Chapter IXA of AVMSD deals with the provisions applicable to VSPs. Article 28A sets out the rules for establishing the territory of a VSP. Where a VSP is not established in a member state then it will be necessary to examine whether its parent or subsidiary undertaking or group are established in a member state.
Appropriate measures required to be implemented by VSPs are set out in Article 28 B (3) and include the following:
- having a functionality for users who upload user-generated videos to declare whether such videos contain audiovisual commercial communications as far as they know or can be reasonably expected to know;
- establishing and operating transparent and user-friendly mechanisms for users of a video-sharing platform to report or flag to the video-sharing platform provider harmful content provided on its platform;
- establishing and operating systems through which video-sharing platform providers explain to users of video-sharing platforms what effect has been given to the reporting and flagging referred to above;
- establishing and operating age verification systems for users of video-sharing platforms with respect to content which may impair the physical, mental or moral development of minors;
- establishing and operating easy-to-use systems allowing users of video-sharing platforms to rate harmful content;
- providing for parental control systems that are under the control of the end-user with respect to content which may impair the physical, mental or moral development of minors;
- establishing and operating transparent, easy-to-use and effective procedures for the handling and resolution of users' complaints to the video-sharing platform provider in relation to the implementation of appropriate measures;
- providing for effective media literacy measures and tools, and raising users' awareness of those measures and tools.

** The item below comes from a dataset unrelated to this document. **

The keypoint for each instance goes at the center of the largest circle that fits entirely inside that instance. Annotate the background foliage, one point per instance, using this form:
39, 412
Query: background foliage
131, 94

EU Member States have until 19 September 2020 to implement the AVMSD. The UK, Germany and Ireland had invited (and in some cases closed) public consultations in this regard.
In March 2019, the Irish Government announced that it would draft new legislation in the form of an Online Safety & Media Regulation Bill, which will also serve to transpose the revised AVMSD. There is little doubt that new legislation is necessary but it remains to be seen how member states will implement the AVMSD.
Google, Facebook, the BAI and a number of civil liberty groups submitted proposals to the Irish government. The BAI proposed that VSPs should be regulated by a statutory regulator. Facebook argued that they should not be responsible for content of which they are not aware and should not be liable to monitor information which they transmit or store.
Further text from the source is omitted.